„Das wäre direkte Beteiligung an einem Angriffskrieg“

Christian Ströbele, Geheimdienst-Kontrolleur: „Es spricht viel dafür, dass die deutsche Politik durch die Arbeit des BND bewusst konterkariert wurde“

taz: Herr Ströbele, Sie vertreten die Grünen im Parlamentarischen Kontrollgremium (PKG), das über die Arbeit der Geheimdienste informiert werden muss. Was wussten Sie von den Aktivitäten des Bundesnachrichtendienstes (BND) im Irak?

Christian Ströbele: Offenbar viel zu wenig. Was jetzt über die Zusammenarbeit mit den Amerikanern bekannt wurde, ist unglaublich und entsetzlich. Ich fürchte, dass die Berichte im Kern richtig sind. Es spricht viel dafür, dass die deutsche Politik der Nichtbeteiligung am Irakkrieg durch die Arbeit des BND bewusst konterkariert wurde. So etwas hätte ich mir nicht vorstellen können.
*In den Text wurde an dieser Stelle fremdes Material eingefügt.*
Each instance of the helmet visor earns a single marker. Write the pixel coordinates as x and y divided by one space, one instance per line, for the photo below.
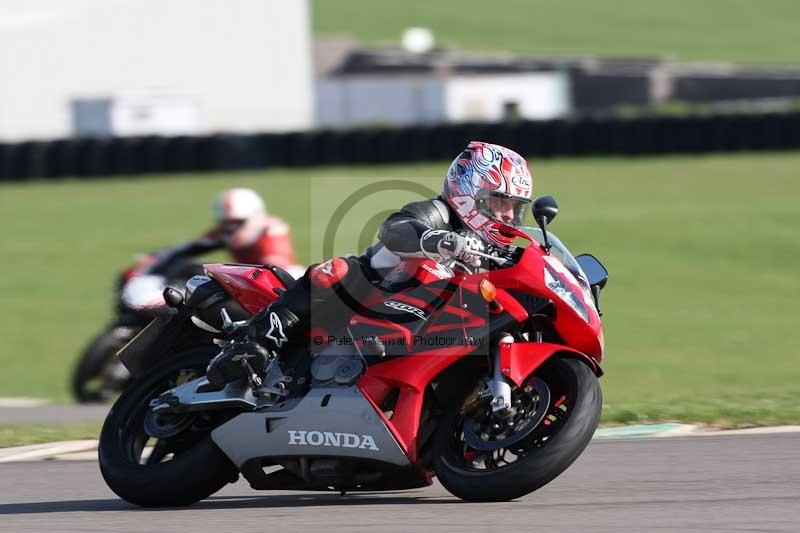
502 208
Sie wurden also nicht über die Arbeit des BND informiert?

Über den Inhalt der Sitzungen des PKG darf ich bekanntlich keine Auskunft geben. Aber nach dem, was ich jetzt weiß, war ich jedenfalls nicht ausreichend informiert. Man konnte davon ausgehen, dass der BND auch in Kriegsgebieten Informanten hat. Aber was jetzt berichtet wird, wäre eine direkte Beteiligung an einem völkerrechtswidrigen Angriffskrieg. Und eines kann ich Ihnen sicher sagen: Wenn ich gewusst hätte, dass sich BND-Mitarbeiter an der Kriegsführung im Irak beteiligt haben, wäre das nicht in meinem Herzen verschlossen geblieben.

Wo beginnt für Sie die Beteiligung an einem Krieg? Der BND bestreitet ja, den USA bei der Suche nach Bombenzielen im Irak geholfen zu haben.
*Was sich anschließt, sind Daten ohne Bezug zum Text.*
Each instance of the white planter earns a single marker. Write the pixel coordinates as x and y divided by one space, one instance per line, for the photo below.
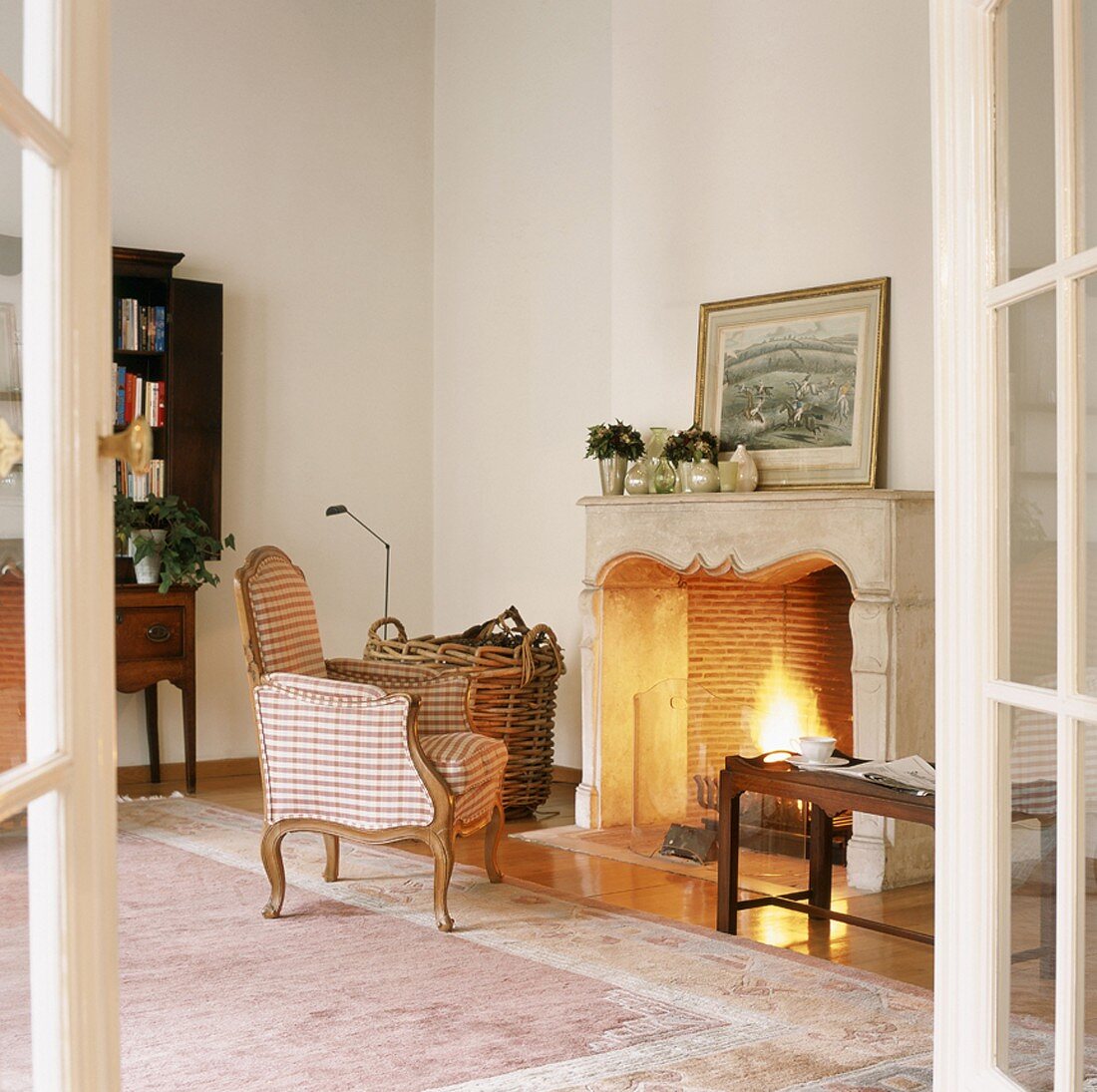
149 568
Die bisherigen Auskünfte dazu reichen mir nicht. Es muss jetzt ganz genau geklärt werden, wie die Zusammenarbeit abgelaufen ist. Wir fordern von der Bundesregierung eine sofortige, umfassende Aufklärung – nicht nur im geheimen Kontrollgremium.
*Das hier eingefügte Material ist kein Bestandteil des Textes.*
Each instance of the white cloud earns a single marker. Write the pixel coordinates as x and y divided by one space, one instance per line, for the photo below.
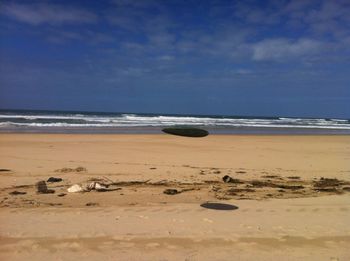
36 14
284 49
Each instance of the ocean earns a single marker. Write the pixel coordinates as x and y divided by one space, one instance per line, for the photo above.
105 122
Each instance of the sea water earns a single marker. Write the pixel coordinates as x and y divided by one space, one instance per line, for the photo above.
106 122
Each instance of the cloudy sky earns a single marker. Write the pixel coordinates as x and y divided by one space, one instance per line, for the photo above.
267 58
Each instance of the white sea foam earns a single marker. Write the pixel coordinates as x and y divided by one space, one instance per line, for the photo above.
134 120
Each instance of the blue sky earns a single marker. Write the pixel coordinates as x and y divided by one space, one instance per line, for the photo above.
267 58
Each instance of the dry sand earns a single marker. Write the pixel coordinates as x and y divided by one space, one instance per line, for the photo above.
289 197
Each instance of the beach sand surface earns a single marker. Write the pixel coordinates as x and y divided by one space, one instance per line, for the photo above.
288 197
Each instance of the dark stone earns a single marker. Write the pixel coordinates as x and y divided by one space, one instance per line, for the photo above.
228 179
42 188
17 193
53 179
171 191
186 132
218 206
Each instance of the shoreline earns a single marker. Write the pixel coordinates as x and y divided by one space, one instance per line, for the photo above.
289 195
158 130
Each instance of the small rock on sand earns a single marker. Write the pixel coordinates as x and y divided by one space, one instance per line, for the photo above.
14 193
41 187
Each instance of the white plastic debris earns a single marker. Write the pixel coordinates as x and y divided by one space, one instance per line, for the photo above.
75 188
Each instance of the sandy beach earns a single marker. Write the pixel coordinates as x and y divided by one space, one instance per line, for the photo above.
285 197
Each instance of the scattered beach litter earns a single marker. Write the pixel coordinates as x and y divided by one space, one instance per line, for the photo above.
171 191
99 187
67 170
41 188
228 179
53 179
14 193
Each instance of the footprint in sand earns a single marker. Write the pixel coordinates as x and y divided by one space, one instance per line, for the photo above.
207 220
153 244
Hielten Sie es für tolerabel, wenn der BND die USA nur bei der Frage beraten haben sollte, welche Ziele nicht bombardiert werden sollten, etwa Botschaften und Krankenhäuser?

Nein. Auch das würde ja bedeuten, dass es direkten Kontakt und eine Unterstützung derjenigen gab, die im Irak Ziele ausgesucht und dann Bomben geworfen haben. Das wäre eindeutig über der Grenze des Zulässigen – und es spricht ja einiges dafür, dass es zumindest solche Beratungen gab, wenn nicht Schlimmeres. Wenn sich dies bestätigt, muss das inhaltliche und personelle Konsequenzen haben.

Für wen?

Für alle Personen in Leitungsfunktionen beim BND und in der Bundesregierung, die von diesen Aktivitäten wussten, die sie gebilligt oder möglicherweise sogar angeordnet haben.

Außenminister Frank-Walter Steinmeier und sein Vorgänger Joschka Fischer sagen, sie hätten von einer Unterstützung der USA durch den BND nichts gewusst. Glauben Sie das?

Das muss ich erst einmal hinnehmen. Der damalige Außenminister wäre ja auch nicht zuständig gewesen. Wer wirklich etwas wusste, das muss rückhaltlos aufgeklärt werden, notfalls in einem Untersuchungsausschuss.